Un homme d'une cinquantaine d'années aux cheveux gris ébouriffés était assis dans le salon sur le canapé et regardait intensément un match de football. En face de lui sur la table basse se trouvait une règle en bois, qu'il pliait fortement aux moments de l'attaque et, si l'attaque tombait, l'abaissait avec un grondement sur la table basse. Ne supportant pas le bruit, sa femme sortit de la cuisine, entra dans le salon et dit avec reproche:
- Ivan, tu ne peux pas regarder ton football moins fort?
- Qu'est-ce que tu comprends, Zina, à part tes casseroles. Là, il y a beaucoup de choses qui se passent.
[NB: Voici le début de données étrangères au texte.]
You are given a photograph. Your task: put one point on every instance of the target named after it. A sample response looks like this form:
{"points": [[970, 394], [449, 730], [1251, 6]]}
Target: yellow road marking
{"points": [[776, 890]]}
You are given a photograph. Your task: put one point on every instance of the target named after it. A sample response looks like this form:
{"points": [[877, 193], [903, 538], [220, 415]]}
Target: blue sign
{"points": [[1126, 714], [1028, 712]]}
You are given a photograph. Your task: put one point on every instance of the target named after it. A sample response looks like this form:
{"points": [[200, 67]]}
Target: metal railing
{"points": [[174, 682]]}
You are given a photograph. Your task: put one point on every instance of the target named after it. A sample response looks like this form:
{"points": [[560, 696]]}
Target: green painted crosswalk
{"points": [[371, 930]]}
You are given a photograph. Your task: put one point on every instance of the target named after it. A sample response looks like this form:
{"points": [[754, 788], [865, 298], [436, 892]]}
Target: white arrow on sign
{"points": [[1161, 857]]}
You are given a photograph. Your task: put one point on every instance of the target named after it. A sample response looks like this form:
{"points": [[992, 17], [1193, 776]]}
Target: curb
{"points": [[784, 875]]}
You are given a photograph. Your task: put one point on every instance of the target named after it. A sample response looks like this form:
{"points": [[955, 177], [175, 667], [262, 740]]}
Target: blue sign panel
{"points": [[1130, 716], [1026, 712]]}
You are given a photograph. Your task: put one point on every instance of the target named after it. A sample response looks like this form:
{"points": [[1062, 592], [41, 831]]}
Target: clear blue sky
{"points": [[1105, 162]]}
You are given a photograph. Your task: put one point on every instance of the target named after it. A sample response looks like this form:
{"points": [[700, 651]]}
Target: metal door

Ivan alluma nerveusement une autre cigarette, libérant des bouffées de fumée de tabac. La femme sortit silencieusement, réalisant qu'il était inutile de discuter avec son mari. Pendant la saison de football, il est devenu comme un patient d'hôpital psychiatrique. Ivan fumait sans arrêt et, une fois de plus, ayant tendu la main pour une cigarette, a constaté que le paquet était vide.
- Zina, cria Ivan, appelle Paul.
Cinq minutes plus tard, un garçon mince de treize ou quatorze ans avec de beaux yeux bruns entra dans la pièce et demanda:
- Tu m'as appelé, papa?
Ivan, sans quitter le regard de la télévision, tendit un billet froissé et jacassa:
- Paul, va chercher des cigarettes au kiosque chez tante Claudia, elle nous connaît, elle les vendra à toi.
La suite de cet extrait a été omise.